When finished it will be, at 1800sq m, the biggest building at Scott Base, the New Zealand scientific centre.
"I greatly admire the attitude of the Government in being prepared to continue funding this programme," he said.
As Sir Edmund unveils a commemorative plaque, he will close a neat circle; in 1957, he supervised the building of Scott Base, which itself was created to support English explorer Sir Vivian Fuchs on the first overland traverse of the continent.
Sir Vivian was to leave from the other side of the continent on snowmobiles and travel through the South Pole to Scott Base. Hillary's team, which included Peter Mulgrew, would leave from Scott Base, laying down supplies for Sir Vivian's final leg.
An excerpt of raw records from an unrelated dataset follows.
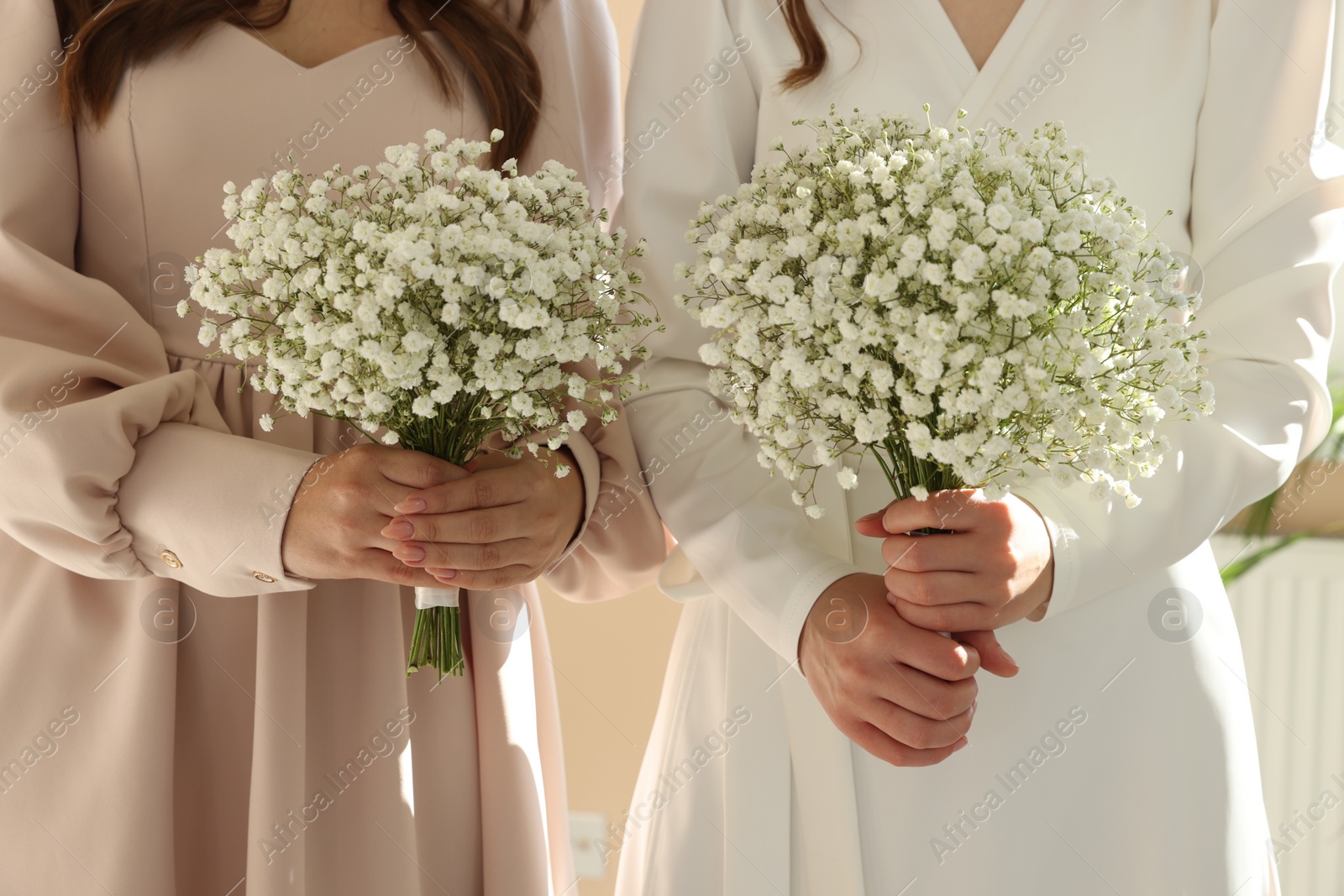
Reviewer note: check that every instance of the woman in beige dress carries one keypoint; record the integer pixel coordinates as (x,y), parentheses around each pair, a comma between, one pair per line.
(202,678)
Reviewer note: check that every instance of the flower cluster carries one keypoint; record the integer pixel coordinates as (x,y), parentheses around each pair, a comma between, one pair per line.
(428,297)
(969,312)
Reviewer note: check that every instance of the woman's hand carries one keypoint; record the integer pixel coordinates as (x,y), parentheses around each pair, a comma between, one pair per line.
(333,528)
(995,569)
(504,524)
(904,694)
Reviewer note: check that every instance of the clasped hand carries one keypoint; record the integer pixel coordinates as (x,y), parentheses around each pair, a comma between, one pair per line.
(898,687)
(376,512)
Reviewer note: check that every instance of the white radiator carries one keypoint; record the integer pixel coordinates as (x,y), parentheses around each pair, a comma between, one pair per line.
(1290,614)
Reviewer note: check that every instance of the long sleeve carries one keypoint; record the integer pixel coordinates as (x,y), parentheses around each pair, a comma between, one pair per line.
(111,465)
(734,523)
(1267,228)
(622,542)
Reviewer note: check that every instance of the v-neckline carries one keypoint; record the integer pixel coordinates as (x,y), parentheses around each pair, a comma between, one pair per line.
(985,76)
(270,50)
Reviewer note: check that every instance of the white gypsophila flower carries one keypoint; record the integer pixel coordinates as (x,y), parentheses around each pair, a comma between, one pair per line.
(428,291)
(974,312)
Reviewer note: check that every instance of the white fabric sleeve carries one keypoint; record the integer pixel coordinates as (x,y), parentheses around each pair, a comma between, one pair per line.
(1269,242)
(732,520)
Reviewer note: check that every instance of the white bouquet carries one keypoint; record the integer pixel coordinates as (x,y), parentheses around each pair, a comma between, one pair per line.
(432,300)
(969,313)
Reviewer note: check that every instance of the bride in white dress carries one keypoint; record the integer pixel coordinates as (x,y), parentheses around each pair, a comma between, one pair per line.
(1121,758)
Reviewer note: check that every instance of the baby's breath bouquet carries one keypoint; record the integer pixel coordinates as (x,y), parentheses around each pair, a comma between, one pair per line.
(429,298)
(969,311)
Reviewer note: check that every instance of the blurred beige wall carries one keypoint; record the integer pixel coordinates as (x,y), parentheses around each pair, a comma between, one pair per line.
(609,658)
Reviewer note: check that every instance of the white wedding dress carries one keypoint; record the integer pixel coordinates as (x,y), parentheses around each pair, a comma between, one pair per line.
(1122,758)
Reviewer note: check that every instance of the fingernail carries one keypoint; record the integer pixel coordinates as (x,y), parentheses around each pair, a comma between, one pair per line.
(410,553)
(400,530)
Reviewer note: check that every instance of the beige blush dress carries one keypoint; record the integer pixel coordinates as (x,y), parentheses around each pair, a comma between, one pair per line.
(179,715)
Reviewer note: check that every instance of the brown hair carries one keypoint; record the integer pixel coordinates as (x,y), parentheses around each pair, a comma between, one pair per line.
(812,49)
(491,45)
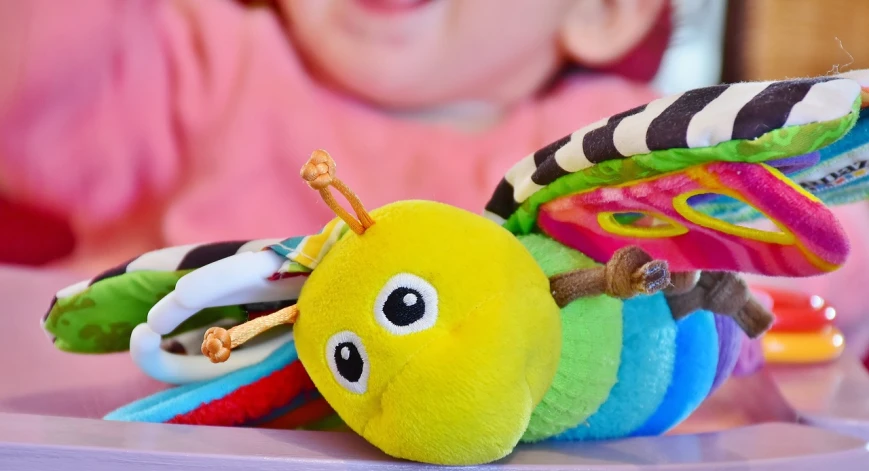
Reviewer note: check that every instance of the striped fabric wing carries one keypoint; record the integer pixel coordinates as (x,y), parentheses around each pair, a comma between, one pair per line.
(744,122)
(98,315)
(837,174)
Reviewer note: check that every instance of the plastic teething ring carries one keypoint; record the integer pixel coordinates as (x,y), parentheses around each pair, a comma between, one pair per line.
(804,347)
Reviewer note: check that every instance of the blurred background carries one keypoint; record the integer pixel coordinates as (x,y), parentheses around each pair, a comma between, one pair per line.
(711,41)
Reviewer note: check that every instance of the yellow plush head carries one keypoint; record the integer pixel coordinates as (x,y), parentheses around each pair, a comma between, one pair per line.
(432,333)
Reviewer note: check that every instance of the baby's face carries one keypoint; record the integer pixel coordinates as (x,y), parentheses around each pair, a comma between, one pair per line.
(416,53)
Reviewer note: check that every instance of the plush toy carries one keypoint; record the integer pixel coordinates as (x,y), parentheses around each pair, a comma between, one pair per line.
(598,297)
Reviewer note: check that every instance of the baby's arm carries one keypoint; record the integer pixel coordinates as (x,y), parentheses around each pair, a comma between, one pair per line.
(99,98)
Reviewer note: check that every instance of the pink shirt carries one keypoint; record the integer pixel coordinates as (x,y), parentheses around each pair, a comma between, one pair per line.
(155,123)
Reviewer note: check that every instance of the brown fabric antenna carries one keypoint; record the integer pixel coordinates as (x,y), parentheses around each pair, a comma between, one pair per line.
(319,173)
(219,342)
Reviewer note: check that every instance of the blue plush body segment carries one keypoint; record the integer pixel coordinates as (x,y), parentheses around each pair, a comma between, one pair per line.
(165,405)
(697,352)
(645,372)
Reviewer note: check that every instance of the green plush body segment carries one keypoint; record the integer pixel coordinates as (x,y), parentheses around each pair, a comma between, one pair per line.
(591,348)
(101,318)
(776,144)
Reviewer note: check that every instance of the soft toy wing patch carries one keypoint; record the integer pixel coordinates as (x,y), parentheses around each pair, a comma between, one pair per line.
(275,393)
(665,159)
(98,315)
(440,337)
(643,178)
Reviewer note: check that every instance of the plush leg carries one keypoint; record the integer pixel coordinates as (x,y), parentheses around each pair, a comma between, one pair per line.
(722,293)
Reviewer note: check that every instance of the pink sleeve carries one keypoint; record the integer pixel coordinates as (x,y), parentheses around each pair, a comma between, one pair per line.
(91,119)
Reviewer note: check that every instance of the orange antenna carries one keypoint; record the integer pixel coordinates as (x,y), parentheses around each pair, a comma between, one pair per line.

Sir Edmund's four-man, four-tractor team started as planned. Ask Sir Edmund what he remembers most vividly and he talks proudly of navigating precisely, arriving at a supply depot he'd previously marked by plane. He recalls how the team frequently hauled wedged tractors out of crevasses, the rescuing ropes twanging as they took the strain.
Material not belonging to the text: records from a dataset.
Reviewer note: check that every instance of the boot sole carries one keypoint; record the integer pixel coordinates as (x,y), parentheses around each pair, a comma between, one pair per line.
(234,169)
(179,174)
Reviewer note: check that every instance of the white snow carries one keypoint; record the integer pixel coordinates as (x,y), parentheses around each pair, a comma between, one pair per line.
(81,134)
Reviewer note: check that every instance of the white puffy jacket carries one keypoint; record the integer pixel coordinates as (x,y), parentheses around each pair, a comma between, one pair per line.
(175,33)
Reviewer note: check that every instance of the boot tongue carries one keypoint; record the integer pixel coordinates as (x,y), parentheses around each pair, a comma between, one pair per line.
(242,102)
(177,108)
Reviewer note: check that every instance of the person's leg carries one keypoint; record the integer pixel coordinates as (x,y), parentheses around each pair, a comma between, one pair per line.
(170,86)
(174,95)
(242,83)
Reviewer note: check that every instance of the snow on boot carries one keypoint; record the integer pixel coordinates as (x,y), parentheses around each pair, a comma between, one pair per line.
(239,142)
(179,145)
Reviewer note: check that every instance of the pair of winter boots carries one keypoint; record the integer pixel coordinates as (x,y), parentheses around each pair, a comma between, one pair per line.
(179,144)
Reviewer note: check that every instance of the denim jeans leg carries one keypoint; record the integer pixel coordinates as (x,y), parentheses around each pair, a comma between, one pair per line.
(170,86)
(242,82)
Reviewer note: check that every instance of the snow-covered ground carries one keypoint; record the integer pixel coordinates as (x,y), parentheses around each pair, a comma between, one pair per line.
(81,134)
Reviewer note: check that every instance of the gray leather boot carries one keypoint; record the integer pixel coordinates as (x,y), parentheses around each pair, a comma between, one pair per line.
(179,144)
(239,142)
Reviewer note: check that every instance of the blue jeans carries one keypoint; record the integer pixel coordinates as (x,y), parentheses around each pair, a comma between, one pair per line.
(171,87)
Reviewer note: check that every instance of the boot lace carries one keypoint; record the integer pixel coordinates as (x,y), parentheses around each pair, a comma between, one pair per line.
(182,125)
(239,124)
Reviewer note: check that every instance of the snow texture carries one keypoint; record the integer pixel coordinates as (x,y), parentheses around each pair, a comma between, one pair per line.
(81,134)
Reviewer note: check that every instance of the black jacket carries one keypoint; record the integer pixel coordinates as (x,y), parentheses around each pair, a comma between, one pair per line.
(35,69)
And he remembers the late Sir Vivian - or "Bunny" - Fuchs, his differences with whom became worldwide news.
Sir Vivian, recalls Sir Edmund, was a rigid, command-and-control type - "he issued orders" - who never deviated from carefully laid plans.
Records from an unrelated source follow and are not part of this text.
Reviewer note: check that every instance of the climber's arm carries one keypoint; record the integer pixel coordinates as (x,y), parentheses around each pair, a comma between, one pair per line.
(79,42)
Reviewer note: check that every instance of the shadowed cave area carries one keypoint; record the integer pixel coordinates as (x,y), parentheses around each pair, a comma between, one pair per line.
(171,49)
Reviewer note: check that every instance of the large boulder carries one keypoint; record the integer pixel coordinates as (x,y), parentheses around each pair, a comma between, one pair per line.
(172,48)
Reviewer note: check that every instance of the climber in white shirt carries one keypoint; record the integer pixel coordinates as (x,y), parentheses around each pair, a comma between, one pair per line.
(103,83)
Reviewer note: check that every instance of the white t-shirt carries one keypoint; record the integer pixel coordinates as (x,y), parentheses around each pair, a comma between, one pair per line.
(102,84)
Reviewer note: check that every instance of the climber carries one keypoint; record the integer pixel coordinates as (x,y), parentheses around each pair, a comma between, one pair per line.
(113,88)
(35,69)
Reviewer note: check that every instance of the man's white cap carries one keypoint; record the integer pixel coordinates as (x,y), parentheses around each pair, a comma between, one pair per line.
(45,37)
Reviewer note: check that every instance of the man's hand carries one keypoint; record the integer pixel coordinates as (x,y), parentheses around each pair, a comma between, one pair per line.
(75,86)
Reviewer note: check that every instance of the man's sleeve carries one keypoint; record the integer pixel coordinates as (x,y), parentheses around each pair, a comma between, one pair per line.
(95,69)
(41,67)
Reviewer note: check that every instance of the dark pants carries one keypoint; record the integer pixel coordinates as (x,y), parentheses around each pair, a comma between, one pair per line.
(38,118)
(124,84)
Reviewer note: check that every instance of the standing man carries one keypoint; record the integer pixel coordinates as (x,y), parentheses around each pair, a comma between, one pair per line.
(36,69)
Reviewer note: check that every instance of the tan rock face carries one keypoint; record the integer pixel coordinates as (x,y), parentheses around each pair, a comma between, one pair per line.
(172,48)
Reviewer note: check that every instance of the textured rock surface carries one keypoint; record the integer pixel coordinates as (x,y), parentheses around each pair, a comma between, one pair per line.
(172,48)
The pair were never going to get on. Sir Edmund baldly admits that "I don't like much being number two"; neither ego was going to give way.
And Sir Edmund admits that he always had plans in mind to "have a crack" at the Pole once his duties were done, if supplies and circumstances allowed.
"Now, this was definitely not the view of the [organising] committee," he says dryly.
On Boxing Day 1957, supplies laid down, he pushed for the Pole. An unimpressed Sir Vivian summed up his reaction in one sentence in his autobiography, Sir Vivian Fuchs: A Time to Speak. "Ed Hillary decided on a quick dash to the Pole, as he put it 'for the hell of it'."
Relations deteriorated further. A few days later, Sir Vivian sent a radio message asking Sir Edmund to abandon his Pole attempt, citing the need for another fuel dump. "I had the feeling it was a final gesture to stop us from getting to the pole," says Sir Edmund in his 1999 autobiography View from the Summit.
Then, with serious safety concerns after delays to Sir Vivian's party, Sir Edmund sent a message urging him to abandon the attempt before worsening weather put everyone's lives at risk. Sir Vivian disagreed: "There can be no question of abandoning the journey."
The exchange got to media all over the world, which described a major personality clash between the stiff-upper-lip military man and the wild colonial boy. According to the New Zealand Herald, the two men's difference of opinion "eclipsed even sputniks and the Middle East in the world news".
Sir Edmund's exhausted team arrived at the South Pole at 9.30am on January 4, 1958, after 10 weeks. They ate steak and potatoes for the first time in months, and watched a Western featuring handsome heroes and beautiful heroines, all of whom Sir Edmund can still describe in great detail.
After Fuchs arrived at the Pole, Hillary accompanied him back to Scott Base, but remembers being consigned to the cold, uncomfortable rear of a snowmobile, summoned when navigational help was required.
The pair did see each other afterwards and got on well enough. But Sir Edmund says they never discussed what had happened.
Fuchs died in 1999, aged 91.
Back on the ice
* Thursday, November 25: Fly in RNZAF Hercules to Scott Base. Other guests include Foreign Affairs Minister Phil Goff.
* Friday: Tour of Scott Base. Visit to the Trans-Antarctica Expedition (TAE) Hut, the first on Scott Base, established by Sir Edmund in 1957 and about the size of two shipping containers.
* Saturday: Visit Shackleton Hut (1908) and Scott Hut (1902). Formal dinner at the TAE Hut in honour of Sir Edmund.
* Sunday: The 25th anniversary of the Erebus crash. Reading at 11.30am memorial service. Evening: Lecture at the United States' McMurdo Station, 3km from Scott Base.
* Monday: Tour of McMurdo Station. Afternoon: Open the Hillary Field Centre.
* Tuesday: Tour by helicopter to science projects.
* Wednesday: Fly back to New Zealand.